Continuing my exploration of individuals and collectives, loneliness and separation, my recent trip to Japan allowed me to reflect on the meaning of human civilisations. When I visited the war ruins in Hiroshima, Japan, I was deeply touched by every relic and remnant of the past. Humankind has a history of waging wars for various self-righteous reasons yet fails to learn from the aftermath and consequences of mass destruction, so our cruel history continues to repeat itself again and again. During this time of uncertainty, I used ceramic vases to convey humankind’s conflict and civilisation’s fragility. The exquisite craftsmanship of each vase symbolises human wisdom and civilisation, yet the fragile nature of ceramics makes one question whether civilisation furthers humanity’s progression.
I incorporated the facade of buildings into my paintings on ceramic vases as they symbolise the development of human civilisation. Every window tells a different life story. The windows lined up together represent the life of living in a collective, whilst those scattered in the corners represent individuals living alone. All the windows are separate from each other yet connected in their way, similar to the essence of human beings as we live in close proximity, yet we are alone. In the book, The Art of Loving by Erich Fromm, he explains how humans establish relationships with the intent of overcoming and eliminating their fear of separateness and loneliness.

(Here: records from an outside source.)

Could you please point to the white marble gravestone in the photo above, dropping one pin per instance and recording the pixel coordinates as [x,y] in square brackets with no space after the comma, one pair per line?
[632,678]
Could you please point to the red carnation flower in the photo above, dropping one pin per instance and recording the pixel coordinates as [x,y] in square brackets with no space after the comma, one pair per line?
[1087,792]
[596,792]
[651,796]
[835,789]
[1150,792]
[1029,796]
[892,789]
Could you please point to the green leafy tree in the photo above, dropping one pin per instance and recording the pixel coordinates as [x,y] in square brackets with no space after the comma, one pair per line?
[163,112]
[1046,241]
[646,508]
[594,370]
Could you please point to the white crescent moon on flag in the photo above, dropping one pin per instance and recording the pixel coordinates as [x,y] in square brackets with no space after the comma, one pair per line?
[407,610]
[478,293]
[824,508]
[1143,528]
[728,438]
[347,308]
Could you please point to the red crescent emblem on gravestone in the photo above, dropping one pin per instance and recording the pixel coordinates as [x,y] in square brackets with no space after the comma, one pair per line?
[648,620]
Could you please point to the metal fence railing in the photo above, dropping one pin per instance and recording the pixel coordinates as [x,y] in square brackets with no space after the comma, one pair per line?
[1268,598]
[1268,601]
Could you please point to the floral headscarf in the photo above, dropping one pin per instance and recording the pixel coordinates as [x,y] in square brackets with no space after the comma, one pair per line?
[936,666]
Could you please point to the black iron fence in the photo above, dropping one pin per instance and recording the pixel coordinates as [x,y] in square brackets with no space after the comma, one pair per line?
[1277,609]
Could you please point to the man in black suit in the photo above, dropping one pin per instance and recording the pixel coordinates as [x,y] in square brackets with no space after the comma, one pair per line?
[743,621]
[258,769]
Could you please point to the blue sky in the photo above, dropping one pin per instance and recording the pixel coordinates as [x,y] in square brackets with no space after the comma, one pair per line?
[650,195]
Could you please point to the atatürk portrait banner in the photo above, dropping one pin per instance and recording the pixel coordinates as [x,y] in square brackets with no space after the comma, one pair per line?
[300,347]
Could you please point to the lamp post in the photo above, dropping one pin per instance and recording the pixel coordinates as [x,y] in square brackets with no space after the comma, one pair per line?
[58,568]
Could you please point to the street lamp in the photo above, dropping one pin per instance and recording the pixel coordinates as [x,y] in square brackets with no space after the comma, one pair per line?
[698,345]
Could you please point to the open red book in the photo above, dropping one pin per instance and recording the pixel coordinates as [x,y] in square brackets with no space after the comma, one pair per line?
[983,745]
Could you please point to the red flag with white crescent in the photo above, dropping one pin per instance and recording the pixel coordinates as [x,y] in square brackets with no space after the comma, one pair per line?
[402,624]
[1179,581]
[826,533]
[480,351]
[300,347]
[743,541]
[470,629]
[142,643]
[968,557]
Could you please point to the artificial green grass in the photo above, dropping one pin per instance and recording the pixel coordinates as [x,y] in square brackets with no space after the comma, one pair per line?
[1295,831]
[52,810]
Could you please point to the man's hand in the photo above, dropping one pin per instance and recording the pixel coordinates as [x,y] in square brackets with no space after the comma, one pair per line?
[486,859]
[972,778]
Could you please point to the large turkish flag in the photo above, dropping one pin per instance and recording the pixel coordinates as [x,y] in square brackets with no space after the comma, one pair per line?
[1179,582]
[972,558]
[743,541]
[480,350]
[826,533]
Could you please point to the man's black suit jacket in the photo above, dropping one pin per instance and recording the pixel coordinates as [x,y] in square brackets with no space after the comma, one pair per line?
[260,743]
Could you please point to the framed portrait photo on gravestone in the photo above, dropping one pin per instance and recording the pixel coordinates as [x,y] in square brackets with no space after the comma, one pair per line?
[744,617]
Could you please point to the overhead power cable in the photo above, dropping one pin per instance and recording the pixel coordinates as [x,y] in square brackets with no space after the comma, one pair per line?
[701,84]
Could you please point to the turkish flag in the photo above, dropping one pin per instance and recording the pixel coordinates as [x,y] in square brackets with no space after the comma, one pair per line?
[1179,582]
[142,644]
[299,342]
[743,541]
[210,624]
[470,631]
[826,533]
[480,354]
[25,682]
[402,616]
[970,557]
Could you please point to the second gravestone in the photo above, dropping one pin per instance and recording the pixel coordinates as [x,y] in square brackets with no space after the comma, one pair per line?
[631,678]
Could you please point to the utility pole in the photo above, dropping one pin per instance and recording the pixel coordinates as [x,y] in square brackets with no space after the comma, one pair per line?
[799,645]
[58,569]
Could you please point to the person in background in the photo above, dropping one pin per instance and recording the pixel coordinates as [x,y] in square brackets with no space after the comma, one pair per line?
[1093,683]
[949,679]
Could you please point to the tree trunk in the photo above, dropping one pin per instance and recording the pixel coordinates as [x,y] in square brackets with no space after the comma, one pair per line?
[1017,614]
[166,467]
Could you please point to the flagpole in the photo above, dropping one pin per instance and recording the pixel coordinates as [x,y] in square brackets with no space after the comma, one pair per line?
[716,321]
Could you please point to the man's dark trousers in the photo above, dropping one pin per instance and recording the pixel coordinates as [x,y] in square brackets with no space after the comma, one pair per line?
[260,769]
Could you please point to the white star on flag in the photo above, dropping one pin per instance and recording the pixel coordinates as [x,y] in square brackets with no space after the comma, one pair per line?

However, the advancement of technology has turned all of this into a false proposition, as people who live together no longer share the same connection they once had. Technology has replaced real-world social interactions with online communication, and people in today’s world seem to enjoy a life of seclusion much more.
The introduction of smartphones has made it easier for us to kill time and escape the fear of being alone. Part of the exhibited works is a series of framed drawings emulating small windows the size of our mobile phones. The size of the screens in our hands seems to determine the size of our world. Relying on the technology in our hands, we no longer fear loneliness or worry about separateness. Is the progression of science and technology the solution to our loneliness or another step towards it?
Only through self-growth and inner abundance can the fear of loneliness be fully overcome. The nine independent windows displayed in the exhibition can be understood as a manifestation of a harmonious society whilst highlighting the beauty of each individual’s wonderful life when viewed separately. It is unnecessary to question or deny others’ way of life as individuals and the collective have their unique way of getting along. Humankind is a collective which shows the brilliance of cooperation, whilst the freedom of individuality allows each person to prosper at their own pace. Similarly, there is no need to be afraid in the face of fragile human civilisation and emotionality. Stay loyal to the window you belong to, stay true to yourself and allow how you move forward to determine how you will live in order to fulfil your pursuits. Perhaps it will benefit everyone to bid farewell to humankind’s worldly ambitions.